Просил сослуживец комиссовать солдатика. Но сделать это заочно. И выставил Семён Аркадьевич цену в три раза больше обычной. Ребров, не торгуясь, согласился. И теперь хватит и на шубу супруге, и на приятные подарки многочисленным увлечениям опытного ловеласа. И даже вчерашняя неудача с молоденькой медсестричкой не портила настроения.
Олеся, всячески игнорировавшая ухаживания начальника, вчера сама проявила инициативу. Но некстати позвонила жена, и обещавший быть приятным вечер расстроился. Но согласилась раз, значит, никуда уже не денется.
Ребров явился озабоченным, не ответил на приветствие и попросил заказанные медицинские документы на рядового Соколова.
– А деньги? – поинтересовался начмед
– Сёма, ты мне просто скажи, что бумаги у тебя, – раздражённо выпалил майор.

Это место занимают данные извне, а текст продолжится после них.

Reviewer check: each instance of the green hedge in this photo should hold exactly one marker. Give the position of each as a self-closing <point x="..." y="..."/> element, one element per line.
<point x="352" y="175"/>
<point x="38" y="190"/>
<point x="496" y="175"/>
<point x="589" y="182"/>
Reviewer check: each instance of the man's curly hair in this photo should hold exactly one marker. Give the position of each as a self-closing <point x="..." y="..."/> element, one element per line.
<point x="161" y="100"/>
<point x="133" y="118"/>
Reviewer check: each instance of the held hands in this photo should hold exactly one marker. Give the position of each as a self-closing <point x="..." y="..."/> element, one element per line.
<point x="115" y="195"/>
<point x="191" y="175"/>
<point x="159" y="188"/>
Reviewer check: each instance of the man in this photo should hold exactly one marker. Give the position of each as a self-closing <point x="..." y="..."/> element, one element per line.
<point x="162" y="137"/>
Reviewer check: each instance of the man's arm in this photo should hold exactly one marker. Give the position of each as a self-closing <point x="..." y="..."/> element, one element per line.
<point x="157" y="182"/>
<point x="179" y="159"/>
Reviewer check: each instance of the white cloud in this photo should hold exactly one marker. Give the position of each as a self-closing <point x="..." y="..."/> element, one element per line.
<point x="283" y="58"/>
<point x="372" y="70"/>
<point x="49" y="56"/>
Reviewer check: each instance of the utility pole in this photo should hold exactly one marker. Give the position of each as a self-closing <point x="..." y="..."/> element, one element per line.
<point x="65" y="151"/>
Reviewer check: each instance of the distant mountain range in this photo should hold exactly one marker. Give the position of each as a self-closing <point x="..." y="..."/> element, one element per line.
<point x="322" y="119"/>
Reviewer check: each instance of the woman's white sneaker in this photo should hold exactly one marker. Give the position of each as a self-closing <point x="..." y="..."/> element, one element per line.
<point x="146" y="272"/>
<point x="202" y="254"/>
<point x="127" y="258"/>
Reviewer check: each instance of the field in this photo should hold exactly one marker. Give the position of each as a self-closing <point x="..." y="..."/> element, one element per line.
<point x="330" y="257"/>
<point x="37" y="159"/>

– У меня, где же им ещё быть, – ответил Лёвкин и открыл ключом верхний ящик стола.
Папки на месте не оказалось, а Семён Аркадьевич хорошо помнил, что клал её туда. Тогда он по очереди открыл остальные ящики и даже проверил сейф, в котором нужных документов быть не могло, поскольку сейф заполняли медикаменты строгой отчётности. Всё тщетно. Бумаги исчезли, как будто их и не было.
«А шуба?», – с тоской подумал Лёвкин.
– Сёма, вспоминай, кто мог взять? – прокурорским тоном спросил Ребров, – Это не шуточки. У меня Соколов пропал. Тот, на которого эти бумаги… Думай, Сёма, думай.